When the local cluster handles frequent internal workloads and closed-source cloud models handle low-frequency but complex workloads, you can route requests through a unified OpenAI-compatible interface. This approach protects your GPU investment while preserving access to stronger model capabilities when needed.

from openai import OpenAI

# Local service: handles frequent internal workloads
local_client = OpenAI(
    api_key="not-needed",
    base_url="http://deepseek-v4-svc.llm-serving:8000/v1"
)

# Cloud service: handles tasks that require stronger model capability
cloud_client = OpenAI(
    api_key="your-ofox-key",
    base_url="https://api.ofox.ai/v1"
)

def smart_route(prompt: str, task_type: str = "general"):
    """Route requests to the local or cloud model based on task type"""
    if task_type in ("code_review", "doc_gen"):
        return local_client.chat.completions.create(
            model="deepseek-v4",
            messages=[{"role": "user", "content": prompt}],
            max_tokens=4096,
            stream=True
        )  # Route frequent tasks to the local service first to reduce long-term cost
    return cloud_client.chat.completions.create(
        model="gpt-5.5",
        messages=[{"role": "user", "content": prompt}],
        max_tokens=4096,
        stream=True
    )  # Route complex tasks to the cloud for stronger generalization

This code shows a basic implementation pattern for combining local private deployment with a cloud API.

Engineering Stability Matters More Than Isolated Peak Performance

For enterprise adoption of DeepSeek V4, optimizing a single parameter is not enough.
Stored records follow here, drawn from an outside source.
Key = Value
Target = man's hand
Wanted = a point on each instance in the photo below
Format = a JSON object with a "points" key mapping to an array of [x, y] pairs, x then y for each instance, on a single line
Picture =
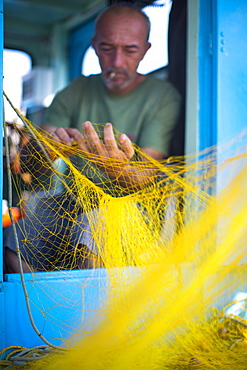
{"points": [[91, 143]]}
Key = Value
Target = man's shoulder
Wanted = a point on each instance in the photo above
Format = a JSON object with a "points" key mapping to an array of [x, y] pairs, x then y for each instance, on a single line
{"points": [[83, 80], [161, 87]]}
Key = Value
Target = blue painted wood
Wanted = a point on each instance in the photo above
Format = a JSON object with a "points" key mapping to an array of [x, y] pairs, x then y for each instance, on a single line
{"points": [[1, 120], [62, 304], [222, 70], [232, 68]]}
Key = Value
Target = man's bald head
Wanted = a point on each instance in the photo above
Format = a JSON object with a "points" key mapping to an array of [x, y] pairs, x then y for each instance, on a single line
{"points": [[128, 10], [121, 42]]}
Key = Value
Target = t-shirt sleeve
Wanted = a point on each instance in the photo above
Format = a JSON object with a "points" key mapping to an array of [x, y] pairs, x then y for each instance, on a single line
{"points": [[159, 126], [64, 107]]}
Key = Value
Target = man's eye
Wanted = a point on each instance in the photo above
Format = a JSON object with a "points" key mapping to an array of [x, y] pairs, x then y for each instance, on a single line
{"points": [[106, 49], [130, 51]]}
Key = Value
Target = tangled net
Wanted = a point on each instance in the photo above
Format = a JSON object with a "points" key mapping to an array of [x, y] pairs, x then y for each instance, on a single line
{"points": [[173, 248]]}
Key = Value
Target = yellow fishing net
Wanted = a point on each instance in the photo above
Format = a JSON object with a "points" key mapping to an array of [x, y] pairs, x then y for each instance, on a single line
{"points": [[173, 249]]}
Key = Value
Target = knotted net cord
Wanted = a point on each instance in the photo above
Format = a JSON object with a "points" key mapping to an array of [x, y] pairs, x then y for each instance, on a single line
{"points": [[183, 231]]}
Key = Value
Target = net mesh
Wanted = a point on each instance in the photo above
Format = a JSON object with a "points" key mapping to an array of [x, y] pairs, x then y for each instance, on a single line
{"points": [[172, 243]]}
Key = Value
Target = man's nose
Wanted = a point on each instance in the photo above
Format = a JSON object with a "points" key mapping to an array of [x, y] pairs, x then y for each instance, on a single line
{"points": [[117, 59]]}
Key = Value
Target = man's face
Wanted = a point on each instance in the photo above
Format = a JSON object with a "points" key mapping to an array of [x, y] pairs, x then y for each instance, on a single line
{"points": [[120, 43]]}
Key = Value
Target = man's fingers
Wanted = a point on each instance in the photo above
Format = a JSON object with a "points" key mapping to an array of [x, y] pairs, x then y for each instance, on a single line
{"points": [[65, 135], [126, 146], [110, 141]]}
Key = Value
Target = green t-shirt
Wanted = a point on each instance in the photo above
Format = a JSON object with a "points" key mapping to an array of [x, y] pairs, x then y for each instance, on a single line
{"points": [[147, 115]]}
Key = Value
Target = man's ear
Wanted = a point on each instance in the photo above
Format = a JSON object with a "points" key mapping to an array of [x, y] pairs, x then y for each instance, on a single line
{"points": [[148, 46]]}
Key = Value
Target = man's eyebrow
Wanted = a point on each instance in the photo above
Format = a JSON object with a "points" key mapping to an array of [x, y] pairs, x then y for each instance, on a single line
{"points": [[131, 46]]}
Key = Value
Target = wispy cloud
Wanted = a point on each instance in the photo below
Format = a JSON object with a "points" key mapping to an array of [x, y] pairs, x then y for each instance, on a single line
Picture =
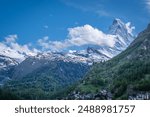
{"points": [[94, 6], [79, 36], [16, 50], [148, 5]]}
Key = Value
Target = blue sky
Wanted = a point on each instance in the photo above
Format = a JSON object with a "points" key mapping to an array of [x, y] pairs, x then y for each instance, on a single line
{"points": [[32, 20]]}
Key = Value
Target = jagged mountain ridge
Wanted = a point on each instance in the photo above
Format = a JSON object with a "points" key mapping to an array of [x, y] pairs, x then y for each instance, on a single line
{"points": [[126, 76]]}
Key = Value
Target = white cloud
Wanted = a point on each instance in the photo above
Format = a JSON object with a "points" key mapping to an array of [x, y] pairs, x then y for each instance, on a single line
{"points": [[79, 36], [130, 28], [46, 27], [11, 38], [148, 4], [9, 47]]}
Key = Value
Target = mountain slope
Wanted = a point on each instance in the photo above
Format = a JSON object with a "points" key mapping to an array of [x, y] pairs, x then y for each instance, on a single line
{"points": [[126, 76], [42, 78]]}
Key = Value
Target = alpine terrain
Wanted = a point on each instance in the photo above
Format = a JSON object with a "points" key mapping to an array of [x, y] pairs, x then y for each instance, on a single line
{"points": [[52, 75], [126, 76]]}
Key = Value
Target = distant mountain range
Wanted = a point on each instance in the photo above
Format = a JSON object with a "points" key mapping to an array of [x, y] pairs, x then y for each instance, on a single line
{"points": [[50, 73], [126, 76]]}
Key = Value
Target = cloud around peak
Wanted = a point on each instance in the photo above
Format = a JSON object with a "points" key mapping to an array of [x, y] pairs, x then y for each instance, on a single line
{"points": [[79, 36], [148, 5]]}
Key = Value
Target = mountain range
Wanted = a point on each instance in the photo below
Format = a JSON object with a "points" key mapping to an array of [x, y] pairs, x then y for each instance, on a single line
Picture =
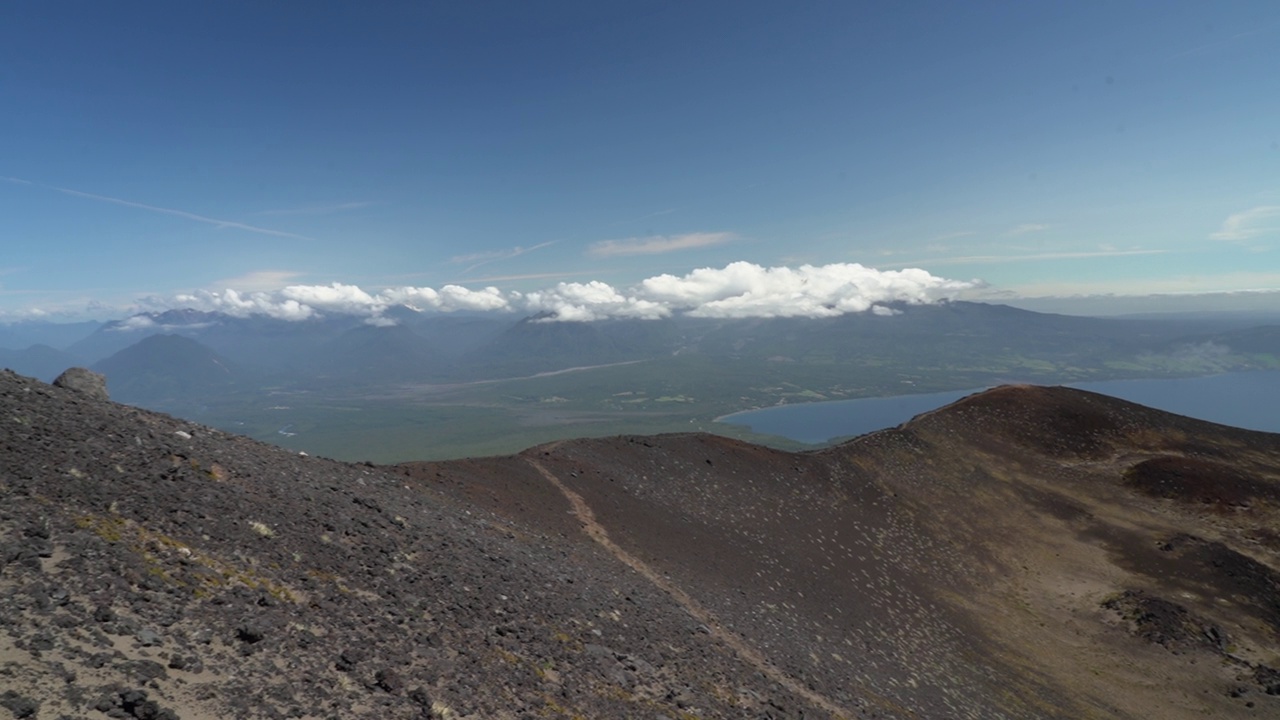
{"points": [[1024, 552]]}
The effective approach is to combine version pinning, probe tuning, shared memory sizing, metrics collection, and business-aware autoscaling.

If your team has stable GPU capacity, self-hosting can deliver lower marginal cost and stronger data control. If request volume fluctuates heavily or you need to switch among multiple models, a hybrid approach is usually more practical.

FAQ

1. Why does DeepSeek V4 in Kubernetes often restart shortly after startup?

The most common reason is that the startupProbe timeout is too short. Large models usually need several minutes to load. If the probe is too aggressive, Kubelet marks the container as failed and restarts it before the service is actually ready.

2. Why can a vLLM container still enter CrashLoopBackOff even when a GPU is available?

A very common cause is that the default /dev/shm is too small. Tensor parallelism relies on shared memory for inter-GPU communication. If you do not enlarge shared memory with emptyDir, the process can exit unexpectedly.

3. Why is CPU utilization not recommended as the primary HPA metric for LLM services?

Because CPU usage does not accurately represent inference pressure. For large models, the number of running requests, queue depth, TTFT, and KV cache utilization are much closer to the real bottlenecks and can significantly improve autoscaling decisions.

[AI Readability Summary]

This article reconstructs a production-ready DeepSeek V4 deployment architecture for GPU clusters. It covers Dockerfile-based containerization, Kubernetes orchestration, HPA autoscaling, Prometheus/Grafana monitoring, and common troubleshooting patterns. It is a strong fit for teams that need to run large-model inference services reliably in production.